# Data Manipulation with Pandas

Pandas is the most widely used library of python for data science. It is incredibly helpful in manipulating the data so that you can derive better insights and build great machine learning models.

In this notebook, we will have a look at some of the intermediate concepts of working with pandas.


## Table of Contents

1. Sorting dataframes
2. Merging dataframes

### Loading dataset

***In this notebook we will use the Big Mart Sales Data. You can download the data from : https://datahack.analyticsvidhya.com/contest/practice-problem-big-mart-sales-iii/download/train-file*** 

In [None]:
import pandas as pd
import numpy as np

# read the dataset
data_BM = pd.read_csv('../input/big-mart-sales/train_v9rqX0R.csv')
# drop the null values
data_BM = data_BM.dropna(how="any")
# view the top results
data_BM.head()

### 1. Sorting dataframes

Pandas data frame has two useful functions

- **sort_values()**: to sort pandas data frame by one or more columns
- **sort_index()**: to sort pandas data frame by row index

Each of these functions come with numerous options, like sorting the data frame in specific order (ascending or descending), sorting in place, sorting with missing values, sorting by specific algorithm etc.
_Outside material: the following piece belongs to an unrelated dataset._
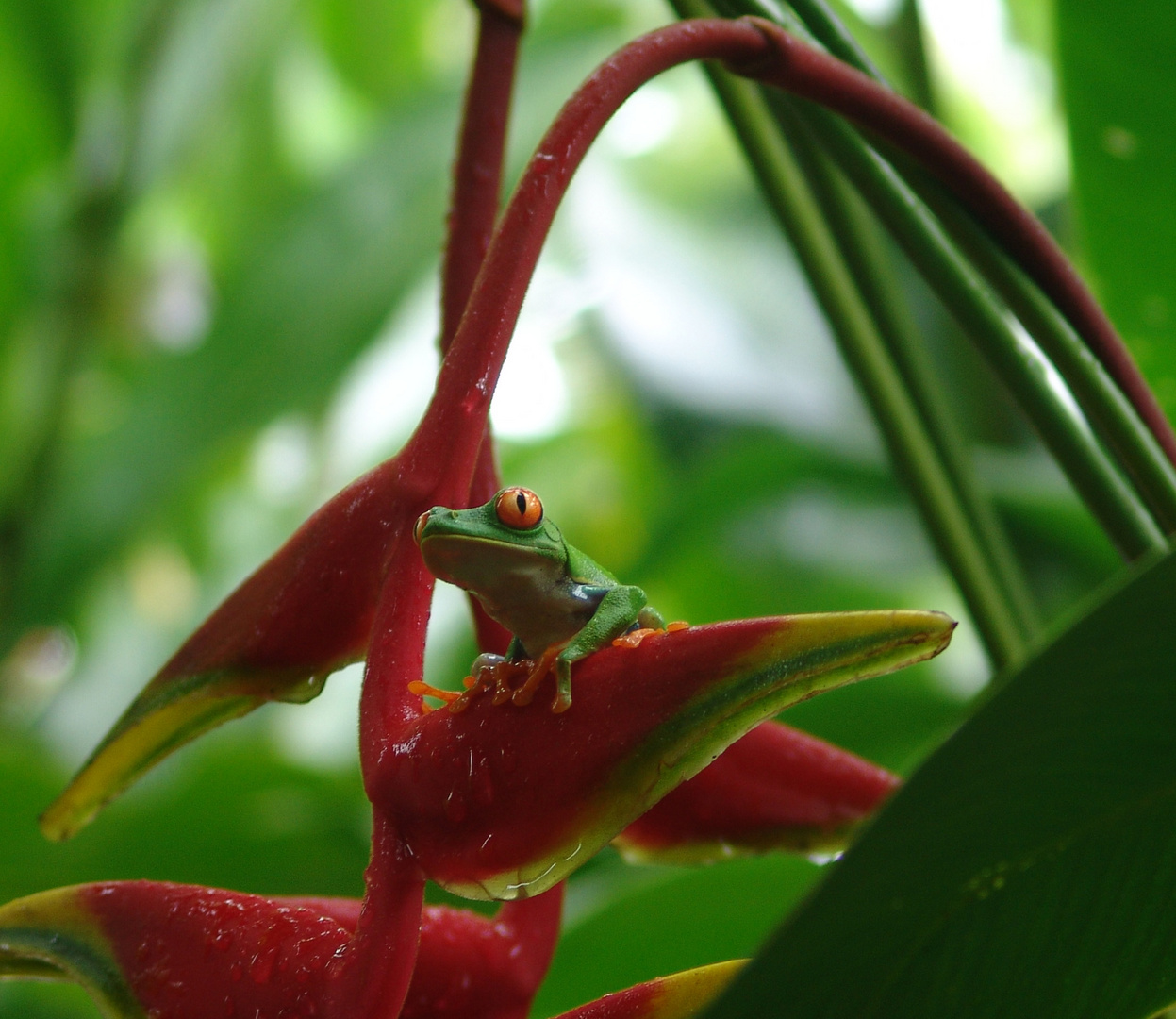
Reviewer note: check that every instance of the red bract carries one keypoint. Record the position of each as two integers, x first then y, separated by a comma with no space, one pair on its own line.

Suppose you want to sort the dataframe by "Outlet_Establishment_Year" then you will use **sort_values**

In [None]:
# sort by year
sorted_data = data_BM.sort_values(by='Outlet_Establishment_Year')
# print sorted data
sorted_data[:5]

- Now `sort_values` takes multiple options like:
    - `ascending`: The default sorting order is ascending, when you pass False here then it sorts in descending order.
    - `inplace`: whether to do inplace sorting or not

In [None]:
# sort in place and descending order
data_BM.sort_values(by='Outlet_Establishment_Year', ascending=False, inplace=True)
data_BM[:5]

You might want to sort a data frame based on the values of multiple columns. 
We can specify the columns we want to sort by as a list in the argument for sort_values().


In [None]:
# read the dataset
data_BM = pd.read_csv('../input/big-mart-sales/train_v9rqX0R.csv')
# drop the null values
data_BM = data_BM.dropna(how="any")

# sort by multiple columns
data_BM.sort_values(by=['Outlet_Establishment_Year', 'Item_Outlet_Sales'], ascending=False)[:5]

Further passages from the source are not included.